Gegen die Beschränkungen, die sich nach alledem für das Vorgehen der Ermittlungsbehörden ergeben – sei es unmittelbar aus dem nemo-tenetur-Grundsatz, sei es aus den mit Blick auf ihn zu stellenden Anforderungen an ein faires, rechtsstaatliches Verfahren – , haben diese mit der Befragung des Angeklagten durch den Verdeckten Ermittler verstoßen.
Der Angeklagte hat gegenüber den ermittelnden Polizeibeamten erklärt, er wolle auf Anraten seines Verteidigers von seinem Schweigerecht Gebrauch machen. Dass er diese Erklärung nicht in einer förmlichen Vernehmung nach Belehrung über sein Schweigerecht abgegeben hat und es überhaupt zu einer förmlichen Vernehmung in dieser Sache zunächst nicht gekommen ist, ist für die rechtliche Bewertung nach dem Sinn und Zweck des nemo-tenetur-Grundsatzes ohne Bedeutung. (…)

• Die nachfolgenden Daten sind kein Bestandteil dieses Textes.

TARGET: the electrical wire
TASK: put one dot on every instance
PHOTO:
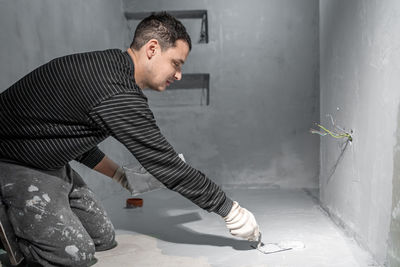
(331, 133)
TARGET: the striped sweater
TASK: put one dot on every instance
(63, 109)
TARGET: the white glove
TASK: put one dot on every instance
(120, 177)
(241, 223)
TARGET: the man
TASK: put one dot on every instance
(61, 111)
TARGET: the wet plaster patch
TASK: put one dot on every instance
(141, 250)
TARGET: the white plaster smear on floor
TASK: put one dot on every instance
(141, 250)
(171, 231)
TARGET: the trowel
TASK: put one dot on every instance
(270, 248)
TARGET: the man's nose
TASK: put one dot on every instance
(178, 75)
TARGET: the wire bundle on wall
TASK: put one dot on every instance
(323, 131)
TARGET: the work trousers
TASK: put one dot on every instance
(54, 214)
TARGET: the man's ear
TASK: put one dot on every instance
(151, 48)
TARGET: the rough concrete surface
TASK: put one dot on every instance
(171, 229)
(359, 83)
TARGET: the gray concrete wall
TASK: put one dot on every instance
(263, 61)
(359, 81)
(34, 32)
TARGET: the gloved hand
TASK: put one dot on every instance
(120, 177)
(241, 223)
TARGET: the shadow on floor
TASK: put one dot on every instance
(170, 229)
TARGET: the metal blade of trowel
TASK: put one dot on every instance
(141, 181)
(269, 248)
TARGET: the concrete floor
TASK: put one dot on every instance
(170, 231)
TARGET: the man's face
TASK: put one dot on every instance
(166, 66)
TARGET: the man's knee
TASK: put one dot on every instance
(106, 241)
(64, 254)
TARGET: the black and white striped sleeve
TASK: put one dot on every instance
(128, 118)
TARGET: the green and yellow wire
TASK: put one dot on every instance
(331, 133)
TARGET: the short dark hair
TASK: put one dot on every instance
(163, 27)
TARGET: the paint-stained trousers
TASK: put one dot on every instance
(55, 215)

Die Entscheidung des Angeklagten für die Inanspruchnahme seines Schweigerechts haben die Strafverfolgungsorgane durch die Art und Weise der Informationsgewinnung seitens des eingesetzten Verdeckten Ermittlers massiv verletzt. Dieser hat sich nicht darauf beschränkt, das zwischen ihm und dem Angeklagten geschaffene Vertrauen dafür zu nutzen, Informationen aufnehmen, die der Angeklagte von sich aus zum Tatgeschehen oder ermittlungsrelevanten Umständen machte. (…) Hier hat der Verdeckte Ermittler dem Angeklagten aber durch beharrliche Fragen und unter Hinweis auf das vorgetäuschte Vertrauensverhältnis selbstbelastende Äußerungen entlockt, zu denen er bei einer förmlichen Vernehmung nicht bereit gewesen wäre. Die Befragung durch den Verdeckten Ermittler war, wie die Aufzeichnungen belegen, in einer Weise intensiv, dass sich – in den Worten des Europäischen Gerichtshofs – „das Gespräch als funktionales Äquivalent einer staatlichen Vernehmung darstellt“.

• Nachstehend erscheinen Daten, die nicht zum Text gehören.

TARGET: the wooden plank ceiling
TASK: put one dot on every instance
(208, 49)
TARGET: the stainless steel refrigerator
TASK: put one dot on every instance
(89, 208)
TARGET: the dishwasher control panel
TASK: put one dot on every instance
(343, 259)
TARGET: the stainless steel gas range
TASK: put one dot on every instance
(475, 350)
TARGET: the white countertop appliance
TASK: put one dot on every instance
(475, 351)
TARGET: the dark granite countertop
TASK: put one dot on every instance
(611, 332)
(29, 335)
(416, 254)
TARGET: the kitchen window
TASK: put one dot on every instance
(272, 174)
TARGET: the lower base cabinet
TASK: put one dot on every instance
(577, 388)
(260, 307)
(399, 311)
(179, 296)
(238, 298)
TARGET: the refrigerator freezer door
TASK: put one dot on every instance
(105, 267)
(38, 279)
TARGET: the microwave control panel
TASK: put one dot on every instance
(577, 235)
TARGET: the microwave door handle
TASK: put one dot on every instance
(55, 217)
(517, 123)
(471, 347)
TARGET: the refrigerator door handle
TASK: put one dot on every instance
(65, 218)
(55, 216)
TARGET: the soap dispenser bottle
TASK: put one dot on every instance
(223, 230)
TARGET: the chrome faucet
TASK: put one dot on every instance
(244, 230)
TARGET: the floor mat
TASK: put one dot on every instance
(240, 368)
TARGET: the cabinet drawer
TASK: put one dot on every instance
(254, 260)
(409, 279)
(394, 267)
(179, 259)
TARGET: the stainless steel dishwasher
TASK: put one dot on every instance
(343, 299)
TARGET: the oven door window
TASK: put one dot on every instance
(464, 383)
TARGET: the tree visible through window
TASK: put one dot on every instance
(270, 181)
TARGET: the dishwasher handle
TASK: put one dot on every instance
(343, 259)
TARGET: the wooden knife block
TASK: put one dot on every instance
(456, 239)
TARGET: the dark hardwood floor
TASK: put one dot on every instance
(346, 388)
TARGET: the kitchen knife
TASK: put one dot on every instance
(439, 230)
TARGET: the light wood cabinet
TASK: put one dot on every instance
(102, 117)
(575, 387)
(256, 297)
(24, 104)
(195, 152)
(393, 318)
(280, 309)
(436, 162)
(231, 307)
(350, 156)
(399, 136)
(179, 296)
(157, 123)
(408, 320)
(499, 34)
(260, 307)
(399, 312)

Die Missachtung des Rechts des Angeklagten, selbst frei zu entscheiden, ob er aussagen oder schweigen wollte, wiegt dabei hier um so schwerer, als die Strafverfolgungsbehörden gezielt die besonderen Belastungen der Haftsituation ausnutzten, um ihm Täterwissen zu entlocken. Der Angeklagte befand sich in anderer Sache in Strafhaft. Nach den Feststellungen war der Verdeckte Ermittler die einzige Person außerhalb der Justizvollzugsanstalt, mit der er Kontakt hatte. Damit er Vollzugslockerungen wie Ausgang oder Hafturlaub erhalten konnte, war er auf die Mitwirkung des Verdeckten Ermittlers angewiesen. Dieser stellte ihm zudem gemeinsame Geschäfte und damit eine Lebensperspektive nach Haftverbüßung in Aussicht. Zusammengefasst konnte sich der Angeklagte den Einwirkungen des Verdeckten Ermittlers nur beschränkt entziehen. Auch wenn die zur Aufdeckung seiner Täterschaft führende Befragung letztlich außerhalb der Justizvollzugsanstalt während eines Hafturlaubs stattfand, war die Entscheidungsfreiheit des Angeklagten so stark eingeschränkt, dass seine Situation der besonderen Zwangssituation eines Untersuchungshäftlings nahe kam, dem ein Polizeispitzel in die Zelle gelegt wird (vgl. BGHSt 34, 362). Das gilt um so mehr, als sich der Verdeckte Ermittler bei den entscheidenden Befragungen nicht darauf beschränkte, das ihm vom Angeklagten entgegengebrachte Vertrauen für Fragen auszunutzen, sondern diesen massiv – unter anderem mit der Ankündigung, die für den Angeklagten einzige Beziehung in die Welt außerhalb der Vollzugsanstalt abzubrechen – zu Angaben drängte. Insofern ist es für die rechtliche Beurteilung unerheblich, dass der Angeklagte zu Beginn des Kontaktes mit dem Verdeckten Ermittler kurzfristig in Erwägung gezogen hatte, dieser könne ein Polizeispitzel sein; denn er ging anschließend von einer vertrauensvollen Beziehung auf privater Ebene aus.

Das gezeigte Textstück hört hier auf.